Organizations can generally assume that customer segments with known affinities for Web and e-mail channels either currently are, or soon will become, social media users. This channel affinity is why it makes so much sense for organizations to make their initial entry into social media marketing through the extension of e-mail marketing.
Organizations are increasingly leveraging social media for communications and marketing. Social networks in particular can be leveraged as a distribution channel to reach beyond traditional customer segments, improving campaign effectiveness.
Most e-mail marketing technology vendors enable e-mail campaigns to be tracked even when the e-mail leaves the original target segments, such as when someone forwards a marketer's e-mail to a friend.
However, social networks are now replacing e-mail address books as the consumer's personal contact list. More and more consumers are apt to post an e-mail to their blog or their social network page as their preferred method of sharing the information with their friends.
Two most useful social media channels for extending the reach of e-mail marketing campaigns.
1) Social Networks
Public social networking services, such as Facebook, MySpace, LinkedIn and Friendster.

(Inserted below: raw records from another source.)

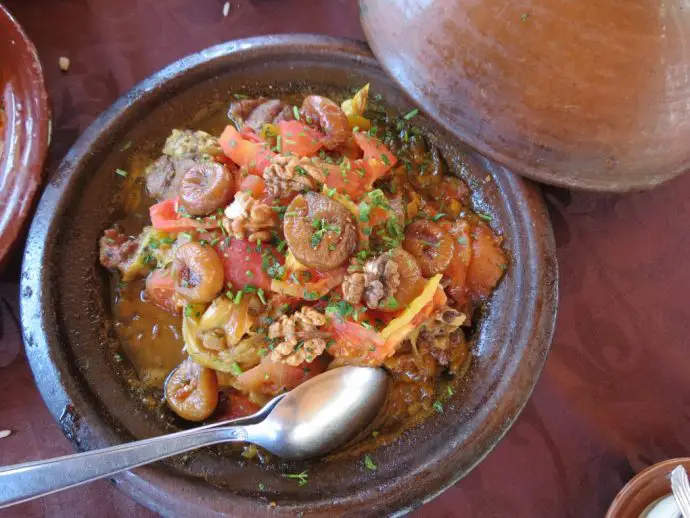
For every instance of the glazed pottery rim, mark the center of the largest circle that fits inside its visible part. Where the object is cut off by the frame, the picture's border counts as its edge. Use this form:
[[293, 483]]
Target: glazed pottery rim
[[36, 308], [649, 473], [29, 103]]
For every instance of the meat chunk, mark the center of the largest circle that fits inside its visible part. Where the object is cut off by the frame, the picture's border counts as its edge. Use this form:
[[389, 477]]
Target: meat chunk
[[254, 113], [163, 177], [116, 249], [182, 150]]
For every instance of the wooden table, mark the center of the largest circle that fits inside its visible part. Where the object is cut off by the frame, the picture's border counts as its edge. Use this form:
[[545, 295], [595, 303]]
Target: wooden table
[[612, 397]]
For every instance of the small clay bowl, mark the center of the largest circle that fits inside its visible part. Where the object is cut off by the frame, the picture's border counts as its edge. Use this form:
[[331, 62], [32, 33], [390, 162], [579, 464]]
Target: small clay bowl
[[67, 319], [644, 488], [26, 131]]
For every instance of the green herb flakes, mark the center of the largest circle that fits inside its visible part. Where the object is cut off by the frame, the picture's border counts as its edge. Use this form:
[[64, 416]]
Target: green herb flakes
[[438, 406], [411, 114], [302, 478], [369, 463]]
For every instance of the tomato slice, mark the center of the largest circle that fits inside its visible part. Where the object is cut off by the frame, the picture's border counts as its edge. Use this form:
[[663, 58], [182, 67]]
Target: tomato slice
[[160, 290], [245, 153], [243, 263], [164, 216], [298, 138], [378, 159], [359, 176], [356, 342]]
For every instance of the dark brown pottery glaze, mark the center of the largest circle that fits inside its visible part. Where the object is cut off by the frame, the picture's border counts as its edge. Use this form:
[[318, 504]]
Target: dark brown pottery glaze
[[68, 328], [25, 135], [589, 94], [646, 487]]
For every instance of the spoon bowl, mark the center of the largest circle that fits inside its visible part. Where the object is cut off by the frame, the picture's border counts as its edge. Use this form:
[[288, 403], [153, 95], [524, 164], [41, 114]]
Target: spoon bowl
[[314, 418], [323, 413]]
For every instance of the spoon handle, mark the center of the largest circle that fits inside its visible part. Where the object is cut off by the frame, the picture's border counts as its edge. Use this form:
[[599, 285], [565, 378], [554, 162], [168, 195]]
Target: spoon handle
[[23, 482]]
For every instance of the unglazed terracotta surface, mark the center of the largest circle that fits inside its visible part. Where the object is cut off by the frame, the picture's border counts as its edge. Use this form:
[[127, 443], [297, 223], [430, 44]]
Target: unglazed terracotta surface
[[589, 94], [24, 137]]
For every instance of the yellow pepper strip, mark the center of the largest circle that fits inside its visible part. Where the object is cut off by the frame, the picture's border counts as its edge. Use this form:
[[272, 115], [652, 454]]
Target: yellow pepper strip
[[358, 104], [404, 322]]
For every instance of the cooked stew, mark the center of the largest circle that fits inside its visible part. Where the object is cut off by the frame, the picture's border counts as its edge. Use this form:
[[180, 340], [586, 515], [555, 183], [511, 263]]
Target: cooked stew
[[307, 235]]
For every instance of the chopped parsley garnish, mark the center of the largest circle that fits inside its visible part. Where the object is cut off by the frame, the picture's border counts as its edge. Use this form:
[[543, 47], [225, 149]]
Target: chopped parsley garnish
[[261, 295], [369, 463], [391, 303], [302, 478], [342, 307], [310, 295], [411, 114]]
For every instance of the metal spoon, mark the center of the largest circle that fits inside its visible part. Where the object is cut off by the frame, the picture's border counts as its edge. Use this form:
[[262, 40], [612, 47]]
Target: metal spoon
[[308, 421]]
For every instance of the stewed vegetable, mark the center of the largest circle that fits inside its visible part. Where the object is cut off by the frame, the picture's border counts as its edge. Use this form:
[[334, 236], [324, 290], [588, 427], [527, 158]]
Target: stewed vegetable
[[310, 234]]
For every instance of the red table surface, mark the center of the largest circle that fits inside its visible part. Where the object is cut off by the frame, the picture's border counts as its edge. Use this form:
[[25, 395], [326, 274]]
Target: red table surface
[[611, 399]]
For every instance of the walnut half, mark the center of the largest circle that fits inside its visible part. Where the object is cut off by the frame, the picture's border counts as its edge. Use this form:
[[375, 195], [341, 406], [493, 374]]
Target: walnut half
[[246, 216], [379, 281], [290, 174]]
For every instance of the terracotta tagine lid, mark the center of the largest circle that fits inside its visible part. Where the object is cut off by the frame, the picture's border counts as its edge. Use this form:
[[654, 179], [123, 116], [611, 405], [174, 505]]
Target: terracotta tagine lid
[[593, 94], [24, 130]]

These services comprise extensive networks of users who are self-organized into groups and communities.
Social networks are the most valuable social media channel to integrate with e-mail marketing, because of their ability to rapidly facilitate information sharing among user networks.
2) Blogs
Corporate blogs can be a distribution channel for an e-mail marketing campaign.
Followers may react negatively to too much marketing if they are following the blog for technical or business advice.
Personal blogs are already a distribution channel for marketing and public relations communications.
Target e-mail recipients in this scenario are usually media and industry watchers though, not prospective buyers.
An emerging tool for corporate communications and marketing professionals is Twitter. Twitter is a micro-blogging service that restricts posts to 140 characters. This is generally enough for a title and a link to campaign Web landing page.
Followers of an organization's Twitter feed (called tweets) can reply to your posts, so using Twitter does require some media monitoring effort to manage and respond to replies.
Integrating social media with e-mail marketing campaigns can extend campaign reach and improve click-through rates. Improve campaign effectiveness byenabling recipients to share e-mails through social media channels.